東西冷戦の象徴だったベルリンの壁が崩れてから9日でちょうど25年。共産主義陣営と自由主義陣営の垣根がなくなり、人が自由に移動し始めた。人・モノ・金が世界中を自由に駆け巡り始め、グローバリゼーションが一気に加速した。

中国が驚異的な高度経済成長を遂げ、ソ連崩壊で唯一の超大国になった米国もアフガニスタン、イラクという2つの戦争で疲弊。世界金融危機でアメリカン・ドリームも色あせた。「米国の衰退」は政治・経済・文化・軍事など、いろいろな面で顕著になってきている。

欧州では東西ドイツ統合の原動力となった「人の自由移動」の大原則に英国のキャメロン首相が異を唱え、ドイツのメルケル首相に一喝されるという事件が起きた。英国のサッチャー首相がドイツのコール首相にハンドバッグを振り回していた時代とは大違いだ。

アジアでは「中国の夢」を掲げる中国の習近平国家主席が9日に開幕したアジア太平洋経済協力会議(APEC)・CEOサミットで「インフラ整備を通じて各国間の経済の距離を縮めることで、アジア太平洋地域がつながり、世界と道が通じることになる」と強調した(日経新聞より)。

中国はアジアインフラ投資銀行(AIIB)や「シルクロード経済ベルト」と呼ぶ中央アジア諸国との経済協力構想、アジア信頼醸成措置会議(CICA)を通じて、アジアでのソフトパワー覇権を構築する野望を描いている。

究極の構造改革は憲法改正だ

世界が激変する中、日本が今すぐ取り組まなければならないのは、究極の構造改革となる憲法改正以外にないと確信する。筆者が9条の改正より重要と考えるのは、まず憲法改正の是非を国民に直接問いかけて、「国民主権」のレゾンデートル(存在意義)に目覚めてもらうことだ。

日本の国内メディアでは、消費税の再増税先送りと衆院の早期解散がにわかに浮上してきたと報じられている。「再増税先送りを掲げれば総選挙に勝てる」という、海外から見ればもはやオカルトとしか言いようがないロジックだ。

日銀のバランスシートを年80兆円ずつ増やす「黒田バズーカ2」でさえ、もはや黒魔術と言えるのに、消費税の再増税を先送りにしてしまったら、いつ再増税できるのか保証はまったくない。80兆円という金額は日本の国内総生産(GDP)の約16%に相当する。

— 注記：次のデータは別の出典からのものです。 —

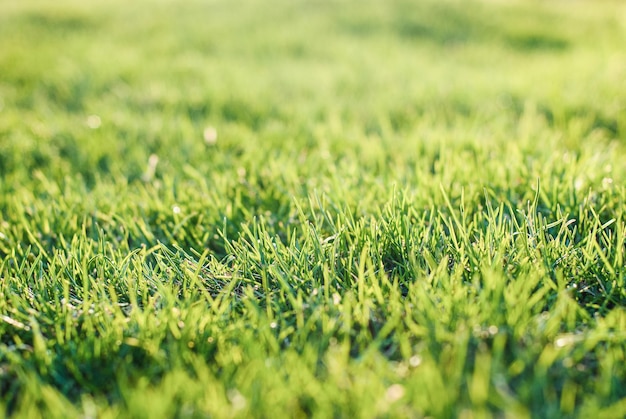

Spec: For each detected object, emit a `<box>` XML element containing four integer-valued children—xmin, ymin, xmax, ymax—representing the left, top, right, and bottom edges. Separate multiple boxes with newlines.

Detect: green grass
<box><xmin>0</xmin><ymin>0</ymin><xmax>626</xmax><ymax>418</ymax></box>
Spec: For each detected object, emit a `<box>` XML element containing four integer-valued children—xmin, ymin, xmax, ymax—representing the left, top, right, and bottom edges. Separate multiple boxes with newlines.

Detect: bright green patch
<box><xmin>0</xmin><ymin>0</ymin><xmax>626</xmax><ymax>418</ymax></box>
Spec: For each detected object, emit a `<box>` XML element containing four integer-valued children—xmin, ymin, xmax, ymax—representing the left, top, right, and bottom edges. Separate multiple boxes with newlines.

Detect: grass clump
<box><xmin>0</xmin><ymin>0</ymin><xmax>626</xmax><ymax>417</ymax></box>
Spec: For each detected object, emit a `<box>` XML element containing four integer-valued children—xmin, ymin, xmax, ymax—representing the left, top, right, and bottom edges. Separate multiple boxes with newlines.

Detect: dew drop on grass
<box><xmin>385</xmin><ymin>384</ymin><xmax>404</xmax><ymax>403</ymax></box>
<box><xmin>204</xmin><ymin>127</ymin><xmax>217</xmax><ymax>145</ymax></box>
<box><xmin>409</xmin><ymin>355</ymin><xmax>422</xmax><ymax>368</ymax></box>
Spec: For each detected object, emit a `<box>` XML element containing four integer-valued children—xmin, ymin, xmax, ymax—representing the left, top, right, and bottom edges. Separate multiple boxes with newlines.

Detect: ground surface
<box><xmin>0</xmin><ymin>0</ymin><xmax>626</xmax><ymax>418</ymax></box>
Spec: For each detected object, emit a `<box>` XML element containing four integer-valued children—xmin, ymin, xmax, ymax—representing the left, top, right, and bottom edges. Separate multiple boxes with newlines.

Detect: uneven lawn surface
<box><xmin>0</xmin><ymin>0</ymin><xmax>626</xmax><ymax>418</ymax></box>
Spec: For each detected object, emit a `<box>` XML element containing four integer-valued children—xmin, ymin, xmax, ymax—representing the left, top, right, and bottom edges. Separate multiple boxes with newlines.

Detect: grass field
<box><xmin>0</xmin><ymin>0</ymin><xmax>626</xmax><ymax>418</ymax></box>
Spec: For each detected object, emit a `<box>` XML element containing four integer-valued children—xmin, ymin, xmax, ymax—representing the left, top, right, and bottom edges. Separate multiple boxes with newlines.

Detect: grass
<box><xmin>0</xmin><ymin>0</ymin><xmax>626</xmax><ymax>418</ymax></box>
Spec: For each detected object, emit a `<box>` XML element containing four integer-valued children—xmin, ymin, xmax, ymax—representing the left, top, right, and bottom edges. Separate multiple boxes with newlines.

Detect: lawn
<box><xmin>0</xmin><ymin>0</ymin><xmax>626</xmax><ymax>418</ymax></box>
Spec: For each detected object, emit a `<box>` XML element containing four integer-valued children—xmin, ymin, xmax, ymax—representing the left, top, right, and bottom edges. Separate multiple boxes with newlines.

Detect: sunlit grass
<box><xmin>0</xmin><ymin>0</ymin><xmax>626</xmax><ymax>418</ymax></box>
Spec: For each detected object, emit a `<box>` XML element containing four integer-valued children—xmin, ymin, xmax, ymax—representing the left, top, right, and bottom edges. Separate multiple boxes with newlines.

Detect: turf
<box><xmin>0</xmin><ymin>0</ymin><xmax>626</xmax><ymax>418</ymax></box>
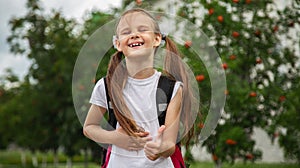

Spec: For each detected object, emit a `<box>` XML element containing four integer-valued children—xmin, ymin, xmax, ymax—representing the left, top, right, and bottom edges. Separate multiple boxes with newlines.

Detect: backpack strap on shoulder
<box><xmin>156</xmin><ymin>75</ymin><xmax>176</xmax><ymax>125</ymax></box>
<box><xmin>103</xmin><ymin>77</ymin><xmax>117</xmax><ymax>130</ymax></box>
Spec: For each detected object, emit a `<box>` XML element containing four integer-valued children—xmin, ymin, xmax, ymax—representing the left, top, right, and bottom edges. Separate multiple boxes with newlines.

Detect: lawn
<box><xmin>0</xmin><ymin>151</ymin><xmax>299</xmax><ymax>168</ymax></box>
<box><xmin>190</xmin><ymin>162</ymin><xmax>299</xmax><ymax>168</ymax></box>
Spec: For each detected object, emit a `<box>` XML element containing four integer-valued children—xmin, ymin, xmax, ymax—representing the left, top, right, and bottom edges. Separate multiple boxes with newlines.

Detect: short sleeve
<box><xmin>90</xmin><ymin>78</ymin><xmax>107</xmax><ymax>108</ymax></box>
<box><xmin>171</xmin><ymin>81</ymin><xmax>183</xmax><ymax>100</ymax></box>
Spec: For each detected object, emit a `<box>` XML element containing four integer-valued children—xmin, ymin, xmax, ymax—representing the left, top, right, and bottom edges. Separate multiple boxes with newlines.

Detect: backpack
<box><xmin>101</xmin><ymin>75</ymin><xmax>186</xmax><ymax>168</ymax></box>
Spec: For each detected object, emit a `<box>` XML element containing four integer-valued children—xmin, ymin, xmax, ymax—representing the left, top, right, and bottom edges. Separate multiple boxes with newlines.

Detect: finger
<box><xmin>135</xmin><ymin>132</ymin><xmax>149</xmax><ymax>137</ymax></box>
<box><xmin>155</xmin><ymin>125</ymin><xmax>166</xmax><ymax>144</ymax></box>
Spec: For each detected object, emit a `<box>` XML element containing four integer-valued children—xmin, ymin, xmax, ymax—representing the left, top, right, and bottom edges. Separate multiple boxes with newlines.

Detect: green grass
<box><xmin>190</xmin><ymin>162</ymin><xmax>299</xmax><ymax>168</ymax></box>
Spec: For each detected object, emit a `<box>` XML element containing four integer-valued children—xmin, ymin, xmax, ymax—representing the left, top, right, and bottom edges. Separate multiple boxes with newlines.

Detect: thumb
<box><xmin>155</xmin><ymin>125</ymin><xmax>166</xmax><ymax>143</ymax></box>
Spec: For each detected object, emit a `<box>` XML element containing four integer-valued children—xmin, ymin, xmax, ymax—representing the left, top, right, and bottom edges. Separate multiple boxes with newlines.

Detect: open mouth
<box><xmin>128</xmin><ymin>42</ymin><xmax>144</xmax><ymax>48</ymax></box>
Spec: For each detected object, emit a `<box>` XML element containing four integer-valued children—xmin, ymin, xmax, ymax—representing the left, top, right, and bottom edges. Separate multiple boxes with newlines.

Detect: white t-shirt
<box><xmin>90</xmin><ymin>71</ymin><xmax>182</xmax><ymax>168</ymax></box>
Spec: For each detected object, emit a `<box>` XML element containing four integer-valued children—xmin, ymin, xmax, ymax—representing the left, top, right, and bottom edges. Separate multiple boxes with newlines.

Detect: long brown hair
<box><xmin>107</xmin><ymin>8</ymin><xmax>196</xmax><ymax>144</ymax></box>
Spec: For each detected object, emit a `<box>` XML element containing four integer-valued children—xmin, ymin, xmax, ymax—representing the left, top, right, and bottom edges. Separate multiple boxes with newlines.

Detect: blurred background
<box><xmin>0</xmin><ymin>0</ymin><xmax>300</xmax><ymax>168</ymax></box>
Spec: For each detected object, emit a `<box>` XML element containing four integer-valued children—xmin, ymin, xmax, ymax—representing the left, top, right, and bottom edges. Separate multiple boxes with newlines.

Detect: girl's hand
<box><xmin>144</xmin><ymin>125</ymin><xmax>166</xmax><ymax>161</ymax></box>
<box><xmin>114</xmin><ymin>127</ymin><xmax>152</xmax><ymax>151</ymax></box>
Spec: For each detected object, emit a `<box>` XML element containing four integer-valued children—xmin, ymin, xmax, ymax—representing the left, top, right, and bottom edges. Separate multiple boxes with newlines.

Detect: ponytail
<box><xmin>164</xmin><ymin>36</ymin><xmax>197</xmax><ymax>147</ymax></box>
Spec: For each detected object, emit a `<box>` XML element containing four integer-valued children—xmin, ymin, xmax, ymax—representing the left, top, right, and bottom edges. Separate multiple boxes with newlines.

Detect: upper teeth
<box><xmin>129</xmin><ymin>43</ymin><xmax>142</xmax><ymax>47</ymax></box>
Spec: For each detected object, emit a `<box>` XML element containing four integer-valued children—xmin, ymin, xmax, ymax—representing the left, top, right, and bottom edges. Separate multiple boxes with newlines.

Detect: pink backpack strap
<box><xmin>101</xmin><ymin>145</ymin><xmax>111</xmax><ymax>168</ymax></box>
<box><xmin>171</xmin><ymin>145</ymin><xmax>186</xmax><ymax>168</ymax></box>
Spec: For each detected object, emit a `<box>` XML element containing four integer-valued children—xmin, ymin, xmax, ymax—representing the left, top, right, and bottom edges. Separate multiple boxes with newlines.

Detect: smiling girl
<box><xmin>83</xmin><ymin>9</ymin><xmax>193</xmax><ymax>168</ymax></box>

単純計算では消費税を1%上げると税収が2兆円増える。税率を8%から10%に引き上げると4兆円の税収増になる。「黒田バズーカ2」の前ではかすんでしまう金額かもしれないが、「財政規律」を形だけでも守ろうとしているというメッセージにはなる。

政治の都合で再増税を先送りしたら、日銀の黒田東彦総裁は二階に上がってハシゴを外された格好となり、次に追加緩和しようと思っても、政策委員会の過半数を得ることはできないだろう。少なくとも筆者はそうみる。

市場が実体経済通りに動いてくれれば、日本の経常収支が赤字に転落しても、その分だけ円安が進み、マイルドなインフレが起きて調整が行われるという計算が成り立つのかもしれない。しかし、欧州債務危機をウォッチしてきた経験から言うと、市場の動きと実体経済のファンダメンタルズはそんなに関係ない。

あれよあれよという間に大炎上したギリシャ

欧州債務危機の震源地になったギリシャで粉飾財政が明るみに出たとき、日本の金融関係者も最初は「ギリシャの長期金利もクレジット・デフォルト・スワップ(CDS)も大丈夫ですよ」と高をくくっていた。しかし、あれよあれよという間に大炎上してしまった。

「日本から円は逃避しない」「日本経済は底力があるから大丈夫」という声は根強いが、それも日本国内だけで資金繰りがつく間だけの話だ。筆者は再増税を先送りするぐらいなら、食料品、子供の衣服、書籍、新聞など生活必需品は非課税にして消費税は20%に上げることを真剣に議論すべきだと考える。

ご存知の通り、租税負担と社会保障負担を合わせた日本の国民負担率は、欧州に比べて低い。

財務省HPより
財務省HPより

貧しくなる米国

日本より国民負担率が低い米国で起きているのは、貧富の格差拡大とワーキングプアの大量発生だ。

イラク戦争が始まる前後の2002~03年にニューヨークで暮らしていた筆者には、「ウェイターをすればチップだけで1日100ドル以上」「山盛りのローストビーフ」「チキン1匹まるごと出てくるサンデーランチ」というイメージしかなかった。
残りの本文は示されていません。